Tekanan ditransfer ke pernyataan partisipasi, yang dihadiri oleh akademisi Ubaedillah Badrun, Sukidi, ketua penjaga pemilihan Natalia Soebajo, mantan menteri agama Lukman Hakim.
Politik dianggap tidak pantas karena pemerintah telah membantu menyimpan masalah dalam diperkenalkannya kelas bawah.
“Orang -orang terkasih terlihat mudah pintasan. Meskipun ada orang kaya yang mengendalikan 60% kekayaan nasional. Properti 50 orang kaya di Indonesia, yang sesuai dengan kepemilikan sikap, ”katanya membacanya di tikungan di Jakarta Selatan, Selasa (31.12).
Mereka juga berpikir bahwa kebijakan PPN akan melemahkan daya beli orang sebesar 12 persen. Mereka menyebutkan stagnasi pertumbuhan ekonomi Indonesia.
Alih -alih mengumpulkan PPN, koalisi mengevaluasi bahwa pemerintah harus meningkatkan pendapatan pendapatan negara dengan menghentikan proyek besar untuk menghentikan konsumsi negara yang tidak terpengaruh.
Reformasi Lembaga Penegakan Hukum
Koalisi sipil juga meminta Pemerintah Prabow untuk melakukan reformasi hukum. Karena posisi badan koersif sekarang dianggap diubah menjadi alat catu daya.
“Kami diminta untuk segera mereformasi otoritas penegak hukum, yaitu polisi, kantor jaksa penuntut, Mahkamah Agung dan BPK,” kata mereka.
Mereka mengatakan bahwa reformasi dapat dilakukan dengan posisi kinerja dan distribusi untuk pengembalian hukum ke BPK No. 30 tahun 2002.

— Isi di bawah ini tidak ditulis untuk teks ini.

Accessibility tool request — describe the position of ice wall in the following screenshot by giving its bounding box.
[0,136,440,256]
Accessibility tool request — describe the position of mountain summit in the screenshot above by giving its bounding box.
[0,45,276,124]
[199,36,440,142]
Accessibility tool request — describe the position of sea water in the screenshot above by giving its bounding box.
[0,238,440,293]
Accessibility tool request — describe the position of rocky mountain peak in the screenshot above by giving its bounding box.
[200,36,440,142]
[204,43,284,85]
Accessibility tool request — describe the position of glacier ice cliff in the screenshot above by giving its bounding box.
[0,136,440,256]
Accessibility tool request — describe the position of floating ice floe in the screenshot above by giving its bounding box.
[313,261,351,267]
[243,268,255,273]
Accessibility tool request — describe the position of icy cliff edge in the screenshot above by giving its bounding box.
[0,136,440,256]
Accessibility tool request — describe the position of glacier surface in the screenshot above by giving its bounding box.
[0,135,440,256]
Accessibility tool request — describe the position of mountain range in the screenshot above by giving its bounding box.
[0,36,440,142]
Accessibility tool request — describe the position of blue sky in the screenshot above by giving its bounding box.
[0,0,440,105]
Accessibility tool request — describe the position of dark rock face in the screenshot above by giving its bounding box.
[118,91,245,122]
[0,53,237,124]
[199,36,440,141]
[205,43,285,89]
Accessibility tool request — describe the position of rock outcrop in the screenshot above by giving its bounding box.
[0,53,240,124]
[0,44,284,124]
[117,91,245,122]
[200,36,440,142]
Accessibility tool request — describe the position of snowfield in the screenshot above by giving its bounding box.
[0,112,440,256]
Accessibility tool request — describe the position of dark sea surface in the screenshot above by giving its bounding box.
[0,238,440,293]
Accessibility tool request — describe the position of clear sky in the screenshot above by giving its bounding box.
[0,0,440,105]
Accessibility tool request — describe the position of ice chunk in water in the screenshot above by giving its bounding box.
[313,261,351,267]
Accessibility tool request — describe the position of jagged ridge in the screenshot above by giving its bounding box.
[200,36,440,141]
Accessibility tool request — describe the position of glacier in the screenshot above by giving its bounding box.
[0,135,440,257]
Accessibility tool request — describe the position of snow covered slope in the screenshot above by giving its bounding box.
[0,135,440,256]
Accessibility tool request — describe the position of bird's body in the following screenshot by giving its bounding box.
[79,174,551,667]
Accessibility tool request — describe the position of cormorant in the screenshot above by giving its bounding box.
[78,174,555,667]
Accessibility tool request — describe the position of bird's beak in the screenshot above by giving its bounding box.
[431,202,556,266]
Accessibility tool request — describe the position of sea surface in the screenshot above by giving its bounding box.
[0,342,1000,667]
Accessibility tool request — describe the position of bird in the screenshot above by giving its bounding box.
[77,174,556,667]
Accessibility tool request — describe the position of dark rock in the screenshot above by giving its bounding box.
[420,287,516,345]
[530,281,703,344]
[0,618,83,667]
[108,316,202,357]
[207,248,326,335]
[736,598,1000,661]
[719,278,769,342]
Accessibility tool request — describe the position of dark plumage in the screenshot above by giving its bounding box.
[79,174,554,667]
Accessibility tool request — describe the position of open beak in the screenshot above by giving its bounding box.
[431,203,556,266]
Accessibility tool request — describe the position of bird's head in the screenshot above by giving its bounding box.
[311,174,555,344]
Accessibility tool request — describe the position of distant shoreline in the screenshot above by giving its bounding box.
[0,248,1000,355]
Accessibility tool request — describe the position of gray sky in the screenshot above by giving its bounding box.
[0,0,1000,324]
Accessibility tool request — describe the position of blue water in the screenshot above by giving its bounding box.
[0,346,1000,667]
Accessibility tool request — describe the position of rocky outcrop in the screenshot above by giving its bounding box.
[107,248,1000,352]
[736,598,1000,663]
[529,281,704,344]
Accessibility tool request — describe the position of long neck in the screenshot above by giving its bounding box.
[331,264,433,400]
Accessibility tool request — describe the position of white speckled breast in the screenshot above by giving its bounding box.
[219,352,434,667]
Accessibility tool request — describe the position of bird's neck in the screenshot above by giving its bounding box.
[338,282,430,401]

“Secara khusus, kami mempertimbangkan perlunya seleksi terbuka dalam pendudukan posisi di markas polisi, dari posisi tertinggi hingga eselon dua dengan standar pemilihan yang ketat,” kata mereka.
Pada akhirnya, koalisi mengatakan bahwa posisi menolak wacana kepala regional dipilih melalui DPRD, yang dilemparkan oleh Prabowo Subanto.
“Kami menuntut negara tidak mengambil hak untuk demokrasi yang berantakan, tetapi mengurus pemilihan langsung, mereformasi hubungan kekuatan negara dan lembaga politik, dan menjamin ruang untuk kebebasan sipil,” desak mereka.